しかし、お母さんの攻撃は終わらない。ずっとお母さんのターン。
「まさか男の子が本当に来るなんて思ってなかったわ。真琴ったら、だ・い・た・ん」
鵜飼さんは我慢の限界だったのか、立ち去った。ドタタタ、とすごい勢いで二階にかけ上って、バンと大きな音を立てて自分の部屋のドアを閉めたようだ。
「あ……」
俺はその後姿を見るだけで、どうすれば良いのか分からない。取りあえず、お母さんと二人でそうめんをすする。味が無い。顔が熱い。もう、なんだよ。完全に遊ばれてる。
「ありがとうね」
「え……?」
二人同時に咀嚼を終えると、お母さんがそう言った。
「まさか、真琴とお友達になってくれる人が居るなんて思ってなかったの。お礼でも言おうかと思ったんだけど、お話しする時間が無くって。ちょっと真琴には退場して貰ったわ」
「……やり方が雑ですよ」
「あなたたちが悪いのよ。ちょっと進みが悪いんじゃない?」
「……何の事やら」
俺は一口そうめんをすすった。美味い。冷静になっている。
「まぁ、いいけど。二人の問題だし」
だったら突かないでください。
「それでもね。私、いえ、お父さんもだけどとても感謝してるの。最近、あの子は明るくなったわ。楽しそうだし、嬉しそうだったわ。今までだったら、陰鬱な顔して学校行っていたのに、そんな事なくなった。何でか気になって聞いてみたら、三谷君ていう名前が出るじゃない。そしたら、今日来るっていうから、私驚いちゃって。嬉しいわ。……本当に」
そう言うと、お母さんはホロリと一筋の涙を流した。
「あ……」
「本当に、本当にありがとう。あの子、小学生の時いじめられて以来、友達なんていなかったし、中学は難聴学級行って。でもそこでもあまり友達はできなかったみたいで。普通の高校に行きたいって言った時は驚いたわ」
それはそうだろう。俺も驚きだ。
「学校に相談して、何とか協力を取り付けて。でも、やっぱり一年生の時は友達が出来なくて。楽しくなさそうだったわ。でもね。今は違うの。ああやって、顔を真っ赤にして、恥ずかしそうにして。とても魅力的な女の子よ」
「……」
涙声でそういわれて、俺は何と返せばいいのか。まさかここまでマジな話になるとは。
「良かったらこれからも仲良くして頂戴」
俺はすぐさま答えた。これは何て言えばいいのか分かる。
「はい」
これだけで良い筈だ。この言葉に全てを凝縮する。真摯に真面目に受け答えたつもりだ。
お母さんはにっこりと笑って、涙を拭った。
「ありがとう。
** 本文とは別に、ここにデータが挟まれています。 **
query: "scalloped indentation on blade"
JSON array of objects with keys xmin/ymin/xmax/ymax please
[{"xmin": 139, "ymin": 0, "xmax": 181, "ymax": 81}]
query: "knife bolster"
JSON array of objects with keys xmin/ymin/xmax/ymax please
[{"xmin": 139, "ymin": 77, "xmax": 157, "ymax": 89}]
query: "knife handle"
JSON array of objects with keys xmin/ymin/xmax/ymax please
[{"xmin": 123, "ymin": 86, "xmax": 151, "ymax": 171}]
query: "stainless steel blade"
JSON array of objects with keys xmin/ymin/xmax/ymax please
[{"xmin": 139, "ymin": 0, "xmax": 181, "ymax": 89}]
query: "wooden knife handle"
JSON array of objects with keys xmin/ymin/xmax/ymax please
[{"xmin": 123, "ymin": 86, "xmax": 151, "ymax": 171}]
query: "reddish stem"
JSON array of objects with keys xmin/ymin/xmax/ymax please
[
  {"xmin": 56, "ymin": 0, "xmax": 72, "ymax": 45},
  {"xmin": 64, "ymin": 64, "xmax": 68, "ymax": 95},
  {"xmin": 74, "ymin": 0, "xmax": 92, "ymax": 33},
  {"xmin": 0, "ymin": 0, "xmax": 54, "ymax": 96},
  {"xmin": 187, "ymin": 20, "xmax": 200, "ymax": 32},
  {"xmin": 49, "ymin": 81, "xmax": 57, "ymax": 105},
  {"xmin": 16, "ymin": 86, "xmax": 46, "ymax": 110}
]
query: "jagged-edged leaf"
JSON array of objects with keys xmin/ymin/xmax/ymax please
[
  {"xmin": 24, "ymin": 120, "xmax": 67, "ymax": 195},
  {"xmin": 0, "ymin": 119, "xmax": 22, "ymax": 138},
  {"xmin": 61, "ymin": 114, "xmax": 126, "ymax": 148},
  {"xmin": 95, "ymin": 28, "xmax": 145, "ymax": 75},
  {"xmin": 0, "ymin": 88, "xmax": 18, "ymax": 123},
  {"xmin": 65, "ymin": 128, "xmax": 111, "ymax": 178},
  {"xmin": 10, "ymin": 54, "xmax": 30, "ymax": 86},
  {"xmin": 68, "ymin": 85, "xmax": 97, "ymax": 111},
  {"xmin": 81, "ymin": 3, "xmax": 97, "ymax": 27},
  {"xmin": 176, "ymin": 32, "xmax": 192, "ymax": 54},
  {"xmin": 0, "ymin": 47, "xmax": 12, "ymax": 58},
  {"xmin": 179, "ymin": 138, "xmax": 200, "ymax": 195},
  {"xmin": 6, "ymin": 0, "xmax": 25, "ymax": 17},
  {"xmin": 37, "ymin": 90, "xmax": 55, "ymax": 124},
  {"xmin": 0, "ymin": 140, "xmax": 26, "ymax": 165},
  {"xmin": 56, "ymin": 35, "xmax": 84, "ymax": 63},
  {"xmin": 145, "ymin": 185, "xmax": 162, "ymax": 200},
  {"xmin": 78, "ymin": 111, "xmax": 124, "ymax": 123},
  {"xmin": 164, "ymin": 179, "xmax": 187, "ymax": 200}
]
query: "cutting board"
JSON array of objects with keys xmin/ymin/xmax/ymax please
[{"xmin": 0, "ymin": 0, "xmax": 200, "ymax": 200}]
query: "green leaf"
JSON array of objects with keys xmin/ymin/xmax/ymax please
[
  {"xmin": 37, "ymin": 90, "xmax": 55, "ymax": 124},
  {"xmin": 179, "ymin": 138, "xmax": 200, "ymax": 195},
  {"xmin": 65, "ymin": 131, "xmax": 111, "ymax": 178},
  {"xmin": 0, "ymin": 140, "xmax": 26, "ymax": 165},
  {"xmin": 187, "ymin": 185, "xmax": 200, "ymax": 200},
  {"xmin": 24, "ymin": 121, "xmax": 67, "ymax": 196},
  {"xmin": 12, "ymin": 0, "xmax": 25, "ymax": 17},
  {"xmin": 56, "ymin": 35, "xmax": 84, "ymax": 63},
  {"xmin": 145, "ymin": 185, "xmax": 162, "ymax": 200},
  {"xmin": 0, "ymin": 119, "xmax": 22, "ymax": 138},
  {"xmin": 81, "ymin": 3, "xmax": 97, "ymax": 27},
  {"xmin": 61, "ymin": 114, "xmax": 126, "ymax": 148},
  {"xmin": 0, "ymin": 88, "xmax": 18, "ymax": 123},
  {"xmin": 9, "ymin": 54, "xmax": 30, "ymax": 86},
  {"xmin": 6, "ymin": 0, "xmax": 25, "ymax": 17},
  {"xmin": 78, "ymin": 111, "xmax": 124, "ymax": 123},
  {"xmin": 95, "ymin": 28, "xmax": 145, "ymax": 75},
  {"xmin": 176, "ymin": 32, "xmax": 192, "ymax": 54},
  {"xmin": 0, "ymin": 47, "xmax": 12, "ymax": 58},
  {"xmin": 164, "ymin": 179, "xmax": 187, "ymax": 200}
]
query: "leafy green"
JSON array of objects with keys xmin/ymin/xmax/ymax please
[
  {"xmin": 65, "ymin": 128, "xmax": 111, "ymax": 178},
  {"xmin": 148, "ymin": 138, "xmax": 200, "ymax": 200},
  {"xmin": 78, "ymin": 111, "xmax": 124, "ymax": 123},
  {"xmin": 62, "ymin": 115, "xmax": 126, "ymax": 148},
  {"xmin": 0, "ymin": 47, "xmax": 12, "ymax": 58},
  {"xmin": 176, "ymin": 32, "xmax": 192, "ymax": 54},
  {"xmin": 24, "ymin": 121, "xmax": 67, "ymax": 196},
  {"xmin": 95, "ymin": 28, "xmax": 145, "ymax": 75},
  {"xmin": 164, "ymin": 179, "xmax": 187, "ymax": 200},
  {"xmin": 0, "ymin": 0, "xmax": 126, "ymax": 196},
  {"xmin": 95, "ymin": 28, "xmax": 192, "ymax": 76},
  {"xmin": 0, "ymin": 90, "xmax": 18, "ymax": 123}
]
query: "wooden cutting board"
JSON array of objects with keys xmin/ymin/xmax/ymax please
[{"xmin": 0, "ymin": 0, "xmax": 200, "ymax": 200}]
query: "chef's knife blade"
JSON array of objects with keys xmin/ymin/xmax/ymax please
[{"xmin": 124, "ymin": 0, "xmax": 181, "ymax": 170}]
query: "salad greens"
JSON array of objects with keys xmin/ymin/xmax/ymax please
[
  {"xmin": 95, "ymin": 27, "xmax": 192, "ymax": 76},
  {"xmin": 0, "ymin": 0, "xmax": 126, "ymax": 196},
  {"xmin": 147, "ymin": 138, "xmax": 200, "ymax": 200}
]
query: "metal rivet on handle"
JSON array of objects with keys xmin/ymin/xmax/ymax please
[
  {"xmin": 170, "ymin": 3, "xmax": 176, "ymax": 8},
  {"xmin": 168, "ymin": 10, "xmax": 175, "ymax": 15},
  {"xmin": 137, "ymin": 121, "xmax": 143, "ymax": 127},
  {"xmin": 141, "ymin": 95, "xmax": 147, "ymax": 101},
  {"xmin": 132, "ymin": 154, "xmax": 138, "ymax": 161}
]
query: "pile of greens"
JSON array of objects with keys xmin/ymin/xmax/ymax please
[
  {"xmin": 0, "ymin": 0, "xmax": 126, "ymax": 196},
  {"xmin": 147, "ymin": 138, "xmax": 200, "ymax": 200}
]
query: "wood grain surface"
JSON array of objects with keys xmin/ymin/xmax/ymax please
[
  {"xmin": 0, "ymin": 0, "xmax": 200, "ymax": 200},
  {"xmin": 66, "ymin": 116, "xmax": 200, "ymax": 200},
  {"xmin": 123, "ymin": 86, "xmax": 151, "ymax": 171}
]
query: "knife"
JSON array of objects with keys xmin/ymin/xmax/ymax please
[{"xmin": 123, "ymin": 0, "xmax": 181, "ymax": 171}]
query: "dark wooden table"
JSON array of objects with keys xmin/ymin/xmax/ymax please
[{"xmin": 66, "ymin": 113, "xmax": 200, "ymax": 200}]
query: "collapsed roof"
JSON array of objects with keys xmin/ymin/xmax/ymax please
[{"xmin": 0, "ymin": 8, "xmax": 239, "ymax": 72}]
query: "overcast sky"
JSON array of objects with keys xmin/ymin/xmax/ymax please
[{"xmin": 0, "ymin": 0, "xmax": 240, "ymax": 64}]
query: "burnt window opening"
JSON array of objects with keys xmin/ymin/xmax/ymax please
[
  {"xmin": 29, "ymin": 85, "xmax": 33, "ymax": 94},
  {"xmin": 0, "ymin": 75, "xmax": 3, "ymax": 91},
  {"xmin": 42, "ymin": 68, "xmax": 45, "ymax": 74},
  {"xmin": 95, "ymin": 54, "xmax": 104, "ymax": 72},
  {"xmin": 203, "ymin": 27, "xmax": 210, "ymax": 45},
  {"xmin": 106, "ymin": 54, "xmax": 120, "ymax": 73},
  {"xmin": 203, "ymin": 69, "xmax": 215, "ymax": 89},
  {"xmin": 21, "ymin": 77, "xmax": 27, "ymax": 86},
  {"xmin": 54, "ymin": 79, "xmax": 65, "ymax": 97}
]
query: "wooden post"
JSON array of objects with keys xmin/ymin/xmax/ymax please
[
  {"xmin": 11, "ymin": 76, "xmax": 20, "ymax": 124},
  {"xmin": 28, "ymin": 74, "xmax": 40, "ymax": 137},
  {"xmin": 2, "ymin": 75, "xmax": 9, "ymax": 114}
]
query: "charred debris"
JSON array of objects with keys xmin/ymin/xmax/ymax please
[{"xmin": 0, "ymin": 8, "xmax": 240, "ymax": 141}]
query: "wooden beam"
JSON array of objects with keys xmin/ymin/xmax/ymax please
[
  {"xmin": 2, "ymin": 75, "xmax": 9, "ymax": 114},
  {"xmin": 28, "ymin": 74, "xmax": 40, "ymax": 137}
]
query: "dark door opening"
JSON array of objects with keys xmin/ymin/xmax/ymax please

……じゃ、頑張ってね~」
お母さんは空になったそうめんの器を持って、台所に姿を消した。
何を頑張るのかと言うのが一瞬わからなかったが、これは鵜飼さんの事だ。
「何て言って部屋に戻るんだ……」
超気まずい。
いや、待て。
これがある。
俺には使命がある。
鵜飼さんの体調を守るため、俺はとある任務を請け負っているのだ。
俺は席を立ちあがって、二階へと向かった。
俺は鵜飼さんの部屋の前に着くと、数回ノックした。
「鵜飼さ~ん」
下から「は~い」なんてふざけた反応をする人は無視だ。
数秒待つと、少しだけ隙間を開けて鵜飼さんがドアを開けた。
「……」
ジト目で俺を見てくる。俺が悪いわけじゃないのに。
しかし鵜飼さんはある事柄を忘れている。しょうがない人だ。